A common misconception of a Plea Bargain is that someone snitched, which is usually not the case. By definition, a plea bargain is an agreement in a criminal case whereby the prosecutor offers the defendant the opportunity to plead guilty, to either a lesser charge or to the original criminal charge with a recommendation of a lighter than the maximum sentence. For example if you have ever been to court and received a conditional discharge, pleaded no-contest or been ordered to pay a fine to get a charge dropped then you have accepted guilt to a crime for a lesser sentence. Plea bargaining is a significant part of the criminal justice system in the United States; the vast majority (roughly 90%) of criminal cases in the United States are settled by plea bargain rather than by a jury trial. In certain circumstances plea bargains can include co-operating with and give information to the District Attorney.

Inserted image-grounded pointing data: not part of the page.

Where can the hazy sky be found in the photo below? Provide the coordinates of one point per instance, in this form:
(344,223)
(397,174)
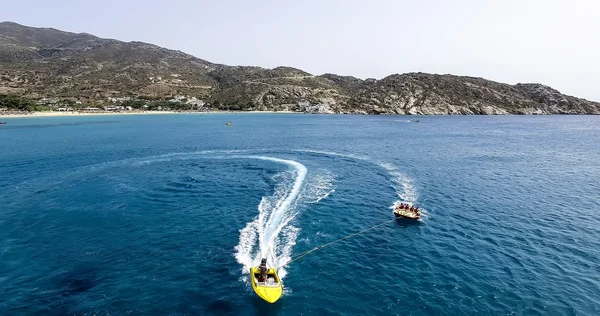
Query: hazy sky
(556,43)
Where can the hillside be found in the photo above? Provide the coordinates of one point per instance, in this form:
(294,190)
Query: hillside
(45,63)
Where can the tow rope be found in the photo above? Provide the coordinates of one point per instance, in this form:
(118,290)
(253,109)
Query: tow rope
(303,254)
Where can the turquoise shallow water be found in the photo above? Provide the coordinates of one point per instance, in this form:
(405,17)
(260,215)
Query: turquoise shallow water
(164,214)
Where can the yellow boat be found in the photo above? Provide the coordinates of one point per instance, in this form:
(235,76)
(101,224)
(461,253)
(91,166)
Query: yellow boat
(270,290)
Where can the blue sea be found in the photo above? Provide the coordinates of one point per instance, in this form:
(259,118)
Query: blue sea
(165,214)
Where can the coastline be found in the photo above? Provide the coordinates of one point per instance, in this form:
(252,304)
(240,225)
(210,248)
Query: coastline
(59,114)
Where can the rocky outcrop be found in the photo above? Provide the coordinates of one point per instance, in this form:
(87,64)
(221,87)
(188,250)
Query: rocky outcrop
(47,63)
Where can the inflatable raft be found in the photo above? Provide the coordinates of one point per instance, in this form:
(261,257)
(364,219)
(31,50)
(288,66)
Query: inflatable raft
(270,290)
(404,213)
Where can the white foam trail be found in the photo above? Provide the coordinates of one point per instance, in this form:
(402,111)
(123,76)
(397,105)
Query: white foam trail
(331,153)
(269,235)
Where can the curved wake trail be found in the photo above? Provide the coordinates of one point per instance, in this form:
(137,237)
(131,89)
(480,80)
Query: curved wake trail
(269,235)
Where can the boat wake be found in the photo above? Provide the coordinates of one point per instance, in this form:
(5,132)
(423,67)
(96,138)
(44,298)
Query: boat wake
(270,235)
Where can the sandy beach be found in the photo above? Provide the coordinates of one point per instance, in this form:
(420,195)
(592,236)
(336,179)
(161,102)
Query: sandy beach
(56,113)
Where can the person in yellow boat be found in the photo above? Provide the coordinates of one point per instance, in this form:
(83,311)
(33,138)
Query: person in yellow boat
(263,270)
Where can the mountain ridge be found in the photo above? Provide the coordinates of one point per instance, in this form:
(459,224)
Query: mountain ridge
(46,63)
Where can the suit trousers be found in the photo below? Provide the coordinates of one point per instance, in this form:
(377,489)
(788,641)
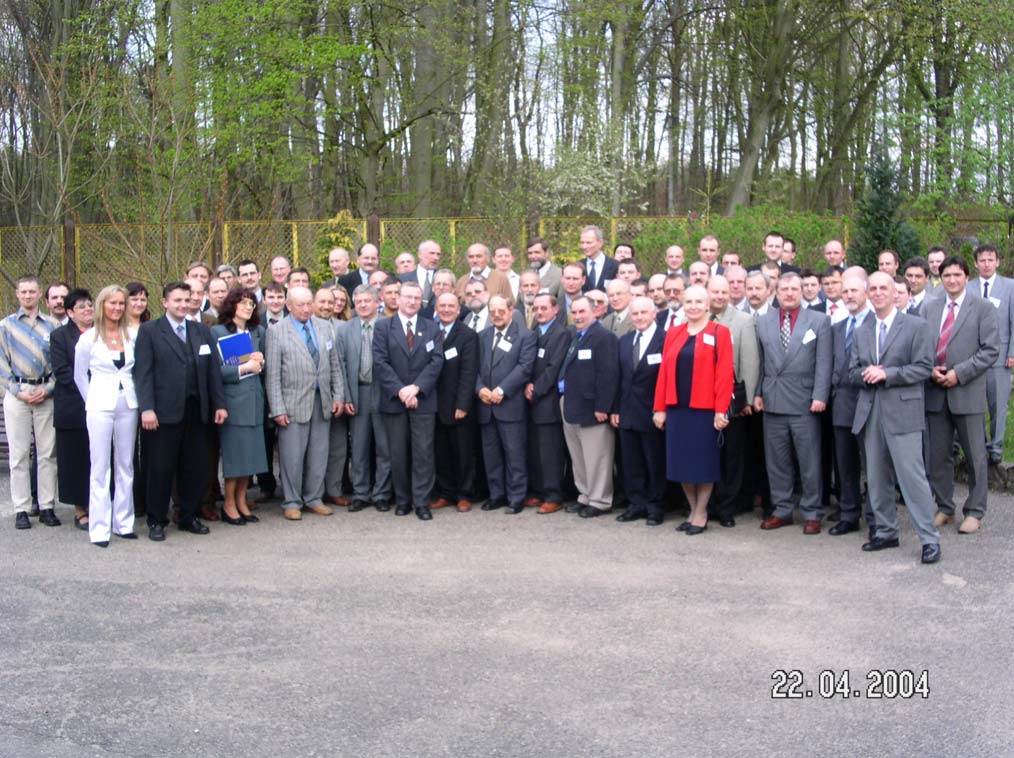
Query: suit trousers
(970,430)
(788,436)
(592,450)
(547,461)
(338,454)
(455,464)
(733,493)
(998,397)
(367,429)
(903,453)
(111,441)
(176,451)
(644,466)
(413,471)
(504,455)
(302,459)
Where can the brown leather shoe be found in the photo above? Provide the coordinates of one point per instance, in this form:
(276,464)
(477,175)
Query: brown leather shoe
(942,519)
(320,510)
(774,522)
(969,525)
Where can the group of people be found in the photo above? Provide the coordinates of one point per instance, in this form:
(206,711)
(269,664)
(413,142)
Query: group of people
(582,388)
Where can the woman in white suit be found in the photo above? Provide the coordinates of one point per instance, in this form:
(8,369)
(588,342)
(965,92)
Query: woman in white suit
(106,353)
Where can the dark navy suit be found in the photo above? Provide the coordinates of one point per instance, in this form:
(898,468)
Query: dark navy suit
(508,367)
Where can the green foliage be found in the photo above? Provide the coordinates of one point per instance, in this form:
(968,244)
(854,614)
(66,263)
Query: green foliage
(879,222)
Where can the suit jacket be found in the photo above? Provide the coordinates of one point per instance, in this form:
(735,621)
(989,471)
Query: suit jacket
(551,349)
(592,376)
(158,354)
(508,368)
(907,357)
(972,349)
(608,271)
(791,380)
(456,385)
(745,354)
(290,376)
(243,397)
(68,405)
(637,386)
(394,366)
(1001,298)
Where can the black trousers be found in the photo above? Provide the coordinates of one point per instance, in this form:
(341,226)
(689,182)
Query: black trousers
(176,451)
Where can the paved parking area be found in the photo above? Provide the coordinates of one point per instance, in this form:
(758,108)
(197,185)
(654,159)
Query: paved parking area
(486,634)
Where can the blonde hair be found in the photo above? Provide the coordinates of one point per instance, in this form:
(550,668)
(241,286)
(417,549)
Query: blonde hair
(99,324)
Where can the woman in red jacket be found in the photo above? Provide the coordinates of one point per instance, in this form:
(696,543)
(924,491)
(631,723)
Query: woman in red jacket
(692,400)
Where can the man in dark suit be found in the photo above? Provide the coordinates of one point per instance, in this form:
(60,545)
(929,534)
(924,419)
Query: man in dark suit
(456,428)
(178,385)
(642,446)
(966,346)
(547,447)
(407,362)
(891,358)
(599,269)
(589,380)
(506,355)
(793,389)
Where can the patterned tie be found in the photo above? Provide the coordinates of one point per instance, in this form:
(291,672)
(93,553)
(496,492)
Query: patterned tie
(945,330)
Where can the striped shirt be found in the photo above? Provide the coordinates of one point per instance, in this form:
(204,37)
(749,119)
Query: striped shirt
(24,350)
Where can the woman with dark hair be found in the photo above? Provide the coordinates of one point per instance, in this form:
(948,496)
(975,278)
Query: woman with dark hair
(241,436)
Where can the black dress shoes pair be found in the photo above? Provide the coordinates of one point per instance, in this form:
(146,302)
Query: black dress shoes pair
(879,543)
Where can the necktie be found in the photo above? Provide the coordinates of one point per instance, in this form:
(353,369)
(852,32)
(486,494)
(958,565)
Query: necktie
(366,355)
(945,330)
(309,343)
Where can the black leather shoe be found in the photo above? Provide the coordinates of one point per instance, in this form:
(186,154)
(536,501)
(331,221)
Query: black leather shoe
(931,553)
(195,527)
(879,543)
(844,527)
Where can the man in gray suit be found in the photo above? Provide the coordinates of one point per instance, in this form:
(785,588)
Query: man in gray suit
(305,387)
(891,358)
(793,387)
(362,409)
(966,339)
(999,292)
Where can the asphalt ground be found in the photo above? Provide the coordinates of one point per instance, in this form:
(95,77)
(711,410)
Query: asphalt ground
(489,634)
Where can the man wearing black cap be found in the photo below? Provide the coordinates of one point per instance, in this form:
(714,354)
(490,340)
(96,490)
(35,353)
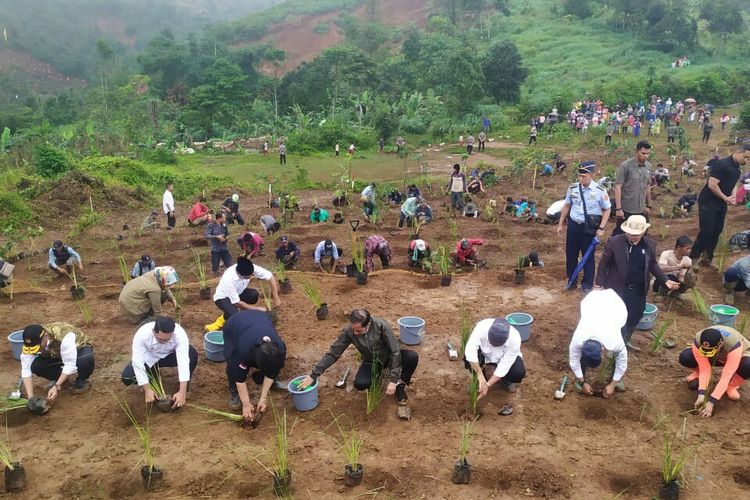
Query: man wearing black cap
(56,351)
(722,346)
(496,344)
(251,341)
(586,211)
(144,265)
(156,345)
(232,294)
(62,255)
(375,341)
(287,253)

In such cases the details of the agreement will be transcribed in the court records (ie: they will most likely be public record.)
Often in graffiti cases with long term investigations, writers face charges from multiple counties and jurisdictions. For example: In New York writers can be charged with cases in Manhattan, Queens, theBronx and Brooklyn. These are separate counties, and as such, they carry separate sentences. With a proper lawyer you can attempt to reach a “Global Solution” . This is when your lawyer and the D.A.’s of all concerned counties agree to one sentence, run concurrently. Global solutions can only be made within state lines. For Example: If you have multiple cases in New York, a global solution can not be reached with other cases in Boston. The only way this is possible is if you are in Federal Courts.
A very interesting dynamic of a graffiti case is that often an offender is not charged with every tag they have done in a city. To cover your ass from future legal problems you absolutely MUST inform your lawyer to make sure that as part of your plea, prosecutors agree to not go forward with any additional charges concerning incidents that occurred before your indictment (as seen in the last paragraph of the paperwork below). Without such an agreement from the DA, authorities can (and very likely will) arrest you after you receive/serve your sentence, and run you back through the system all over again on “new” charges. This HAS and WILL continue to happened to writers who do not seek out proper legal representation.
*Above are actual Supreme Court Minutes (they are the word for word transcript of what was said in court recorded by a court reporter) SCI stands for Supreme Court Indictment
Unless your plea states something similar to the above paperwork, you probably should reconsider taking it. A plea bargain is supposed to, in some way, benefit both parties involved. The court system is benefited by not having to spend the time, money and resources involved with a jury trial. If you are at the point where you are having to plead guilty, the only way you can really benefit is by minimizing your losses. Why dig your hole even deeper by leaving yourself open to further prosecution.
The long and short of it is, if your gonna write graffiti (or do anything illegal, for that matter) know how to handle yourself when things get hectic. Have a plan. Have a lawyer. If you are arrested, don’t say or do anything without consulting with him. Oh, and if your the type who’s ready to sign a statement because you don’t wanna spend the night in a precinct because you’re afraid to miss work the next day, well then maybe you’re in the wrong profession.